My system is Linux Mint, but based on Ubuntu 18.04 bionic. Attached detailed system information.

When installing Nvidia Docker 2, I registered the Ubuntu repositories manually as per this post: https://github.com/NVIDIA/nvidia-docker/issues/848

curl -s -L https://nvidia.github.io/nvidia-docker/gpgkey | sudo apt-key add -
curl -s -L https://nvidia.github.io/nvidia-docker/ubuntu18.04/nvidia-docker.list | sudo tee /etc/apt/sources.list.d/nvidia-docker.list
sudo apt-get update

SystemInfo.txt (4.5 KB)

I would like to add that the first time I ran through with the normal KITTI dataset as in the default TLT Jupyter notebook. Everything worked fine.

So, do you mean the tlt-infer is also fine at that time?

Yes. The first time I did this procedure I just followed exactly the Jupyter notebook.
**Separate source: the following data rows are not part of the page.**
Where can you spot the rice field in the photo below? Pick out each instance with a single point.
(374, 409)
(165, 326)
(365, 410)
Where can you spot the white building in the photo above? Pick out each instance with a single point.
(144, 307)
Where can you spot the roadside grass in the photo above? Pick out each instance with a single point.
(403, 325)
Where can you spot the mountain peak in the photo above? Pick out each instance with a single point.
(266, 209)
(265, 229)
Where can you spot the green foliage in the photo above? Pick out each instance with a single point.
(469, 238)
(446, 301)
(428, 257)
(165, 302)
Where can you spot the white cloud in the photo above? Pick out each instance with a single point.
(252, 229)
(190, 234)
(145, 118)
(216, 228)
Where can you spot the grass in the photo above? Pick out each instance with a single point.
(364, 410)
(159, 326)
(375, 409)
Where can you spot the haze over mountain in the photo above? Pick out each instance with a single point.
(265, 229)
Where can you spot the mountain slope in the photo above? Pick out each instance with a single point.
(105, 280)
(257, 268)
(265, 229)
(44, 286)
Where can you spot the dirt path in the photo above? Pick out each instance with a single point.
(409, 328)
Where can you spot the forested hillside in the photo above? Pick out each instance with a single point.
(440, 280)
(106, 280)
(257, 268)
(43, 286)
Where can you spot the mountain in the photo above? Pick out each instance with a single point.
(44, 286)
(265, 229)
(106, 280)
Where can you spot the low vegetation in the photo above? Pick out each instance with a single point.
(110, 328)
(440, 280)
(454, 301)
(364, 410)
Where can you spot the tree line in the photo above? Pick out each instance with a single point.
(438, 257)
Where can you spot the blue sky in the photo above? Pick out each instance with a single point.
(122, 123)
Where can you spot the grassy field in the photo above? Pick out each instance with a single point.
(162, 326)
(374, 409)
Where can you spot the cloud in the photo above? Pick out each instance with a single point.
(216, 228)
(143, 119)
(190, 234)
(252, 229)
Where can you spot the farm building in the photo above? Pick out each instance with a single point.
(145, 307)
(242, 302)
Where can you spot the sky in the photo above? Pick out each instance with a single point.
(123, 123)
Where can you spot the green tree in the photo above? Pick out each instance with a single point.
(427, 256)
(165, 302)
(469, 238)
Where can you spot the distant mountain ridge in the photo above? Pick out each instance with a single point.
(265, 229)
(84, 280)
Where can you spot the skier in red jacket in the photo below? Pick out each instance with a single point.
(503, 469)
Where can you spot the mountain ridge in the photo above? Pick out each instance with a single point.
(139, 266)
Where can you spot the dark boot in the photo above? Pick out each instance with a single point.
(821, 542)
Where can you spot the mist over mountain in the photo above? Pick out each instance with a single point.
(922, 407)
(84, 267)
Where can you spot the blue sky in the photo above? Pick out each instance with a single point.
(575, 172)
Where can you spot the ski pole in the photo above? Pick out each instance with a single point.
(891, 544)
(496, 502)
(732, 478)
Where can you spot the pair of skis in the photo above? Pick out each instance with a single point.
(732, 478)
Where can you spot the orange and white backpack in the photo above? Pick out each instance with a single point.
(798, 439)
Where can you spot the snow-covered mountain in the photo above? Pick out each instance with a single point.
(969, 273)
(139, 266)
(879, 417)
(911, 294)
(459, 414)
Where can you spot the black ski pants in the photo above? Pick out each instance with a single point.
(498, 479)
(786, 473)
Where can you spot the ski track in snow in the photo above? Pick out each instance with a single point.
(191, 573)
I even deployed the model to a Jetson Nano. Then I tried again with Resnet10. That also worked. It was only when I moved onto modifying the files and my own data set that things went wrong.

My default images are 1392x512px. Perhaps I have not specified the image_width and image_height correctly? I specified 1408 x 544. I wasn’t exactly sure how to set the image_width and image_height for training - but it did train.

Thanks for the info.
So, please set to 1392x512 and trigger training.

augmentation_config {
preprocessing {
output_image_width: 1392
output_image_height: 512